Malawi needs a strong opposition to provide necessary checks and balances to government. But so far, it does not look like the Democratic Progressive Party (DPP) fits the bill. The former ruling party does not give hope if the people who have so far expressed interest to contest for the party’s top job are anything to go by.
DPP is set to elect a president to replace Peter Mutharika who announced that he intends to step aside after losing the June23 court-sanction presidential elections. Following this announcement, seven DPP members have expressed interest to vie for the party’s presidency at the yet-to-be-announced elective national convention. But they are all from one region and to make it worse, over 70 percent of them from the Lhomwe belt which is home of DPP’s founding leader the late Bingu wa Mutharika and his brother the immediate past State president Peter Mutharika.
Those who have joined the race for the DPP presidency are former central bank governor Dalitso Kabambe, former Cabinet ministers Kondwani Nankhumwa, Joseph Mwanamvekha, George Chaponda and Charles Mchacha—all from the Lhomwe belt. Others are Bright Msaka from Machinga and Benedict Mbewe.

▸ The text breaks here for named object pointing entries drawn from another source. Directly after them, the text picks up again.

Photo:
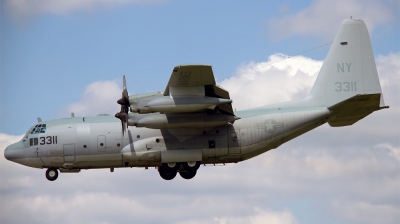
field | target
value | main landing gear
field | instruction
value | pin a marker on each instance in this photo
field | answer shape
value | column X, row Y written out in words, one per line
column 187, row 170
column 51, row 174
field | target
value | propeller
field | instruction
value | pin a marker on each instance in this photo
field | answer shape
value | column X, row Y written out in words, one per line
column 124, row 102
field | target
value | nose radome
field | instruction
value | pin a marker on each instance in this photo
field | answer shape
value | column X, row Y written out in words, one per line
column 14, row 151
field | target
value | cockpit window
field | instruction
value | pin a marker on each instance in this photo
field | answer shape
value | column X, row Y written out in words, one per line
column 43, row 128
column 39, row 128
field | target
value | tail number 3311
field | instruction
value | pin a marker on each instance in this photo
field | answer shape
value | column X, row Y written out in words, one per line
column 48, row 140
column 345, row 86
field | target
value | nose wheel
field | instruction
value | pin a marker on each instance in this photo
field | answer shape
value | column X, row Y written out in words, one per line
column 51, row 174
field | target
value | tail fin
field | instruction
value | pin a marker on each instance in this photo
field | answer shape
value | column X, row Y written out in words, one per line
column 349, row 71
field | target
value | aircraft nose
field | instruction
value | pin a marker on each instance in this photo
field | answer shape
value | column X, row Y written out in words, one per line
column 14, row 151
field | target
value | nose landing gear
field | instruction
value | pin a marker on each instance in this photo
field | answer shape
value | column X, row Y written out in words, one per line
column 51, row 174
column 186, row 170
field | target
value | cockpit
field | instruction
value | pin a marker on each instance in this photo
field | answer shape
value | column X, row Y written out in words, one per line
column 37, row 129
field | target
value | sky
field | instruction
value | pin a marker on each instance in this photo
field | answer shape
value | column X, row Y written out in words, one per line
column 65, row 56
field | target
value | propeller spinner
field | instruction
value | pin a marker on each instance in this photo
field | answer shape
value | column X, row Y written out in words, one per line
column 124, row 102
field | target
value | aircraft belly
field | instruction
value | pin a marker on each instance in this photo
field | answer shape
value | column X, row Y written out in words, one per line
column 270, row 131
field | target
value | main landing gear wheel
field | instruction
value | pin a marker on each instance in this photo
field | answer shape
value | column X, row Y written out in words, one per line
column 166, row 174
column 187, row 174
column 171, row 167
column 51, row 174
column 191, row 166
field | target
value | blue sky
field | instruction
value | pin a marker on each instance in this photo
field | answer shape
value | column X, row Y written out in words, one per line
column 59, row 57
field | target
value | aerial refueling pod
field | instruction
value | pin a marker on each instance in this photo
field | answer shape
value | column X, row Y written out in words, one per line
column 176, row 120
column 156, row 102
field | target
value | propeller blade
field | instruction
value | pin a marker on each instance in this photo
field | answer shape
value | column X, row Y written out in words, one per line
column 124, row 102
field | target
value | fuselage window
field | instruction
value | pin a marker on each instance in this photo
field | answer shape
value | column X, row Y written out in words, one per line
column 33, row 141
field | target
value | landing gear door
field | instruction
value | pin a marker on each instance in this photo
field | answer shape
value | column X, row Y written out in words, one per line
column 234, row 146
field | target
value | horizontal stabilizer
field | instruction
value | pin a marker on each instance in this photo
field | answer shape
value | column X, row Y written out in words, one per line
column 354, row 109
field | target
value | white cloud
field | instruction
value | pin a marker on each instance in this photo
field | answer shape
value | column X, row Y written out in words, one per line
column 393, row 151
column 98, row 97
column 261, row 217
column 388, row 67
column 323, row 15
column 258, row 84
column 364, row 212
column 23, row 9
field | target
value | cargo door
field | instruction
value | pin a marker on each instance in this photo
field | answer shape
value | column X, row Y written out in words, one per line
column 234, row 146
column 101, row 143
column 69, row 152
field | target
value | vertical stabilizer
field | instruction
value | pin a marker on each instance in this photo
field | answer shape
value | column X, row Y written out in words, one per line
column 349, row 69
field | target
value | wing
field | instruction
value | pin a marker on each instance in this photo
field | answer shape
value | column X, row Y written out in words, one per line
column 191, row 99
column 199, row 81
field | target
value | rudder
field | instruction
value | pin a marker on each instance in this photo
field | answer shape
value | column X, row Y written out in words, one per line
column 349, row 69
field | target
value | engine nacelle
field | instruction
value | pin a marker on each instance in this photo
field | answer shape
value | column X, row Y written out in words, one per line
column 139, row 102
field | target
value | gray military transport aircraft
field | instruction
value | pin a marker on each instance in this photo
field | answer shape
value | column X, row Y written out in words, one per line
column 192, row 121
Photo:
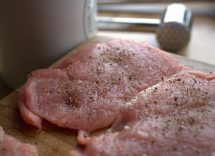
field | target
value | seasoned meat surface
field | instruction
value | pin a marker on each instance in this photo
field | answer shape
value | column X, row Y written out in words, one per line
column 9, row 146
column 87, row 90
column 175, row 117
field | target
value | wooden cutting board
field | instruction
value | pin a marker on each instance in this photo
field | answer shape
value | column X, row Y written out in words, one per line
column 54, row 141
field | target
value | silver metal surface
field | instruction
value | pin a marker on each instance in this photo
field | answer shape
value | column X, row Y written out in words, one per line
column 173, row 28
column 173, row 33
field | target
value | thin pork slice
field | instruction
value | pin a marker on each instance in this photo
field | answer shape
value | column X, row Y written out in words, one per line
column 175, row 117
column 9, row 146
column 87, row 90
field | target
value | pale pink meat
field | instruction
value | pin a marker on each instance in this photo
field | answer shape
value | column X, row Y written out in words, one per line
column 87, row 90
column 9, row 146
column 173, row 118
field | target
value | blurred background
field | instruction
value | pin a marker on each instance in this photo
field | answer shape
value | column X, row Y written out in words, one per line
column 201, row 46
column 202, row 42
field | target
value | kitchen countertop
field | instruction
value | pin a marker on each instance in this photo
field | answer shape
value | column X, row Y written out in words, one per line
column 200, row 48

Another name that has been coming up is that of former Cabinet minister and legislator Ben Phiri also from the Lhomwe belt. Although the MP has distanced himself from the campaign, the point remains that so far only DPP members from one region are being associated with the campaign for the party’s presidency. Now there is a big problem for the party with this development.
The problem is that the domination of candidates from one region or tribal belt creates the perception, whether wrongly or rightly, that DPP is a party for one region or one ethnic base.
In politics, perception matters. Perception is what makes or breaks candidates or political parties. Perception is what political party manifestos are all about. Manifestos are about the future which you cannot tell with certainty. Politicians take advantage of this uncertainty and use it to their benefit. They lie about what they want to do in the future. You cannot hold them to account for what they only intend to do in future. But lies usually have quick benefits. And that is all that politicians want. Once they reap those quick benefits, they move on. Even when they fail to fulfill those promises they still get away with it because implementation of manifestos is another kettle of fish altogether.
The fact that the campaign for the party’s highest position has not attracted any party member or any individual from the Central or Northern regions should be of great concern to any DPP member who wishes the party well. With all candidates from one region or tribal belt, DPP should forget about remaining a party with a national outlook. More so now that it is out of government and has no access to public positions and resources which would make the party attractive to supporters and sympathisers.
It is obvious that the DPP should not expect to have a national outlook if its leadership is restricted and clustered in a particular region or ethnic grouping. Evidently such a development will also restrict the party’s popularity and support base. It’s as simple as that.
Someone should rise above self-serving interests and fight for the bigger good of the party and democracy. Someone should deliberately encourage and facilitate people from other regions to join the race for the party’s presidency. Difficult as it may look, it is the right thing to do for the DPP.
DPP has many lessons to draw from. Once upon a time, the Alliance for Democracy (Aford) was a national party both in its support base and outlook with leadership positions and membership spread across all the regions. But this was before the founders’ syndrome crept in. When it did and the party’s leadership was restricted to, and resources controlled by the founder, the party’s support base also became confined initially to one region and then to just a few districts or places.
Once upon a time, just like Aford, the United Democratic Front (UDF) was a national party both in outlook and support base. The party’s leadership was spread across the country. The party drew its support from all districts across the country. Until the founders’ syndrome struck it. Today, the party’s president cannot even win a parliamentary seat in his constituency.
DPP is moving in the same direction. The founders’ syndrome is catching up with it fast. Members from the same region and tribal origin won’t let the party’s leadership slip to other regions.
Why should DPP’s strength or lack of it bother me?
What should be of interest to the nation is that only a strong opposition in and outside Parliament can provide checks and balances to government. A strong opposition can also provide alternative policies and propose legislation for the good of the country. The flip side is that a government with a weak and disorganized opposition has all the potential of growing into an autocratic regime which has no regard for democratic values and rule of law. That is not the Malawi we want 57 years after independence.